On Windows Server 2019, Intel suggests that moving from 768GB DDR 4 to 1TB of Optane plus 192GB DDR4 in a 2nd Gen Xeon system will take a third off the cost per VM while supporting up to 30 VMs rather than 22 on a single node, all while keeping the same SLA.
That’s on top of the up to 3.5-times improvement in VM density you could see by upgrading from a 2013 “Ivy Bridge” server, so in theory you can either do more on equivalent hardware or consolidate onto fewer servers to support the same workload. The minimum requirements for an Optane system are still high, so it may be beyond the budget of some consolidation projects.
Mixing Modes
But Optane also works in App Direct mode, which uses DRAM and persistent memory as separate memory regions. Without the DRAM cache, memory performance is slightly lower (10 to 20 percent, depending on the workload) and applications have to be rewritten to use App Direct mode, but that’s worth doing for analytics and in-memory databases where you can now have massively more memory than you could address before (and again, at a much lower price than DRAM). You can get much lower overheads for I/O-intensive workloads and reduce network traffic by doing away with a lot of storage accesses.
SAP HANA, for example, can move its main data store into persistent memory while the table and working memory set stays in DRAM. Redis, which stores key value pairs, keeps the keys in DRAM but moves the values into persistent memory.
Mixed mode allows the system to use Optane in both memory and app direct mode. There’s also Storage over App Direct mode, which treats Optane as slightly faster storage with higher endurance than an enterprise-class SSD rather than slightly slower memory, using an NVDIMM driver so existing applications can save to it.
That means that if your needs change over time – or if you run a mix of workloads on the same hardware – you can optimize the Optane configuration for a workload like SAP HANA, where the memory capacity has a major impact. When that memory-intensive workload isn’t running, the same system can be optimized for, say, VM density, giving you better utilization of what will be a fairly major investment.

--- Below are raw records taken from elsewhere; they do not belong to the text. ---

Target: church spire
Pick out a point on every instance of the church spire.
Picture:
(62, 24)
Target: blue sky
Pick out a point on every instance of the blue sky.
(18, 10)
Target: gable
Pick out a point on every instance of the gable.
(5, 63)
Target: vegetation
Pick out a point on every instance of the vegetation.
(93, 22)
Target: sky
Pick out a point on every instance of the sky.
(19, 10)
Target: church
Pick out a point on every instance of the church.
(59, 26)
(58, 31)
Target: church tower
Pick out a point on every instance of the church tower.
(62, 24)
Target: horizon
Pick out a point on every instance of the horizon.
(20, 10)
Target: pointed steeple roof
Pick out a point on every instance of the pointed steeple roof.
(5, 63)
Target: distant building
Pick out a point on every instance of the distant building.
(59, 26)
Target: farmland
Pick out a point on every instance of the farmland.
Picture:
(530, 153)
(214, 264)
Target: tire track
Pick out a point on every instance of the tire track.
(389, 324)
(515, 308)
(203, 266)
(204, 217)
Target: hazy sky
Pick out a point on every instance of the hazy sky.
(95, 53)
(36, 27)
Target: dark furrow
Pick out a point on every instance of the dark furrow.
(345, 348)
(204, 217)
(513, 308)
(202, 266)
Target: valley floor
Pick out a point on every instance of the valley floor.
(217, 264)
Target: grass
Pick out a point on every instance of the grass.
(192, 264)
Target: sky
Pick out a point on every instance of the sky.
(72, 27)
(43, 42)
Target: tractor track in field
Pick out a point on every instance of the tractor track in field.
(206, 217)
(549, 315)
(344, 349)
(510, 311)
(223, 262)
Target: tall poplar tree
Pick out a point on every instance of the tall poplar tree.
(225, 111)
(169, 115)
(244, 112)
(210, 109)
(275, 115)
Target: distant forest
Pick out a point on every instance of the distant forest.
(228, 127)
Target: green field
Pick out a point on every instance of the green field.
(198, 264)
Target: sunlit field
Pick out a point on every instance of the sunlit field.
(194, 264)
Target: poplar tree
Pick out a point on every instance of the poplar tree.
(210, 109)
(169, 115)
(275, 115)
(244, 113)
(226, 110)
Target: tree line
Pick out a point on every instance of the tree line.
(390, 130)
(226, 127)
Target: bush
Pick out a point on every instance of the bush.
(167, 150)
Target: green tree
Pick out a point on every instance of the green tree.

This kind of flexibility will appeal to a wide range of customers, Patrick Moorhead, president and principal analyst at Moore Insights and Strategy, told Data Center Knowledge. “I believe this feature is valuable to both cloud service providers and enterprises, as it enables optimization for the workload but more importantly improves fungibility of the compute fleet. CSPs enable this kind of feature through a brute-force method of moving workloads to a more optimized fleet, but this enables a more elegant solution closer to the metal.”